Russian oil, coal, and natural gas not only provided cheap energy to German households, but also served as the major energy source for many industrial sectors in Germany. In 2021, Russia supplied 34.1% of all oil consumed in Germany, and Germany imported 55% of its natural gas and almost 50% of its hard coal from Russia.
Since the start of the war in Ukraine, Germany has opted to phase out its energy dependence on Russia and switched to much more costly sources. Take natural gas for instance: Germany has stopped using pipelines that cost tens of billions of euros to build, and has then switched to expensive liquefied natural gas (LNG) imports from the U.S., United Arab Emirates, and other countries.
High energy bills bite into German households’ consumption, and high energy costs cause many businesses to lose money or become less profitable. Inflation in Germany has been running more rampant than in most of its European neighbors. High financing costs resulting from high interest rates also cost the private sector much of its purchasing power.

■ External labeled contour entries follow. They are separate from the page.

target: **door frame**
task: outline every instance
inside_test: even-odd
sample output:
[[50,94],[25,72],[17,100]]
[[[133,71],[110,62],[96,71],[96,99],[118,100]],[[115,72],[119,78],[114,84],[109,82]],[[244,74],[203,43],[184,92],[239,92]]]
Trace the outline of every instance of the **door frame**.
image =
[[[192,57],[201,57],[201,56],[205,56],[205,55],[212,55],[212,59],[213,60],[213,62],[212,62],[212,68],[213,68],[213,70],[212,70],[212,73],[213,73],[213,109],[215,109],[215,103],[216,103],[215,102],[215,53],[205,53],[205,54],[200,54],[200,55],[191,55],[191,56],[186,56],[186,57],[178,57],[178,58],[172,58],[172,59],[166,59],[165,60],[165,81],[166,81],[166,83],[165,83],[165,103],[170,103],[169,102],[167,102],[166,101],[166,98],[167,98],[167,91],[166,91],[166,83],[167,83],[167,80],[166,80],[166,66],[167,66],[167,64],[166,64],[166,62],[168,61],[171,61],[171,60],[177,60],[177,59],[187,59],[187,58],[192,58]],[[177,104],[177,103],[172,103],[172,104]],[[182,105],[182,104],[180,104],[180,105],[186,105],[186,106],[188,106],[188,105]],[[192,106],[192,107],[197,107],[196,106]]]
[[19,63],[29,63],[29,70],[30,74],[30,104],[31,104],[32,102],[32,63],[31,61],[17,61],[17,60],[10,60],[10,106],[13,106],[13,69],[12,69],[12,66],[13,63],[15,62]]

The public sector is not faring better. High energy subsidies strip the government of enormous funds that could have been better allocated, into infrastructure, high technology, or social welfare. Germany’s energy support measures came into effect at the start of 2023 and will last until this April with a hefty price tag of 99 billion euros.
War and defense spending are also taking a toll on the German economy. Three days after the Ukrainian war started in 2022, Chancellor Olaf Scholz proposed the famous 100-billion-euro Zeitenwende special fund dedicated to bulking up German military and defense capabilities. German defense budget for 2024 is 51.8 billion euros, at least 2% of its GDP.
Funding the war in Ukraine is a costly political and military maneuver. The war in Ukraine has already siphoned over 27.8 billion euros from Germany’s federal budget, according to the information released by its foreign affairs office.
Politicians in Berlin, as well as through their spokespersons in Brussels, prioritize the display of political and military prowess in the international limelight over the demands and needs of German citizens and businesses.
Export is a key driver of the German economy. High energy costs lead to high prices of finished German industrial products, making them less competitive in the international markets. Prior to the war in Ukraine, Russia imported 26.7 billion euros worth of goods and services from Germany in 2021. Due to its own sanctions, Germany saw its exports to Russia decrease by 66.7% to only 8.9 billion euros in 2023.
Demand from Germany’s main trading partner, China, has also been subdued. German industrial counterparts and competitors in China are catching up quickly in terms of technology and manufacturing. Although premium German brands, such as those of automakers, still have a loyal customer base in China, more and more Chinese consumers have been attracted to the functionality and value-for-money proposal of their domestic champions.
There are also other underlying problems that are hard to fix. Germany has an aging population, at one of the fastest paces in the whole world. The share of people of working age (15-64 years old) has rapidly declined from 69% to 64% in the decade up to 2021. The high corporate tax rate is another structural issue that will persist in its economy. Looking ahead, none of the aforementioned headwinds against the German economy are going to recede quickly. Commerzbank chief economist Jörg Krämer and his team forecast that “the German economy will shrink by 0.3% in 2024 as a whole.”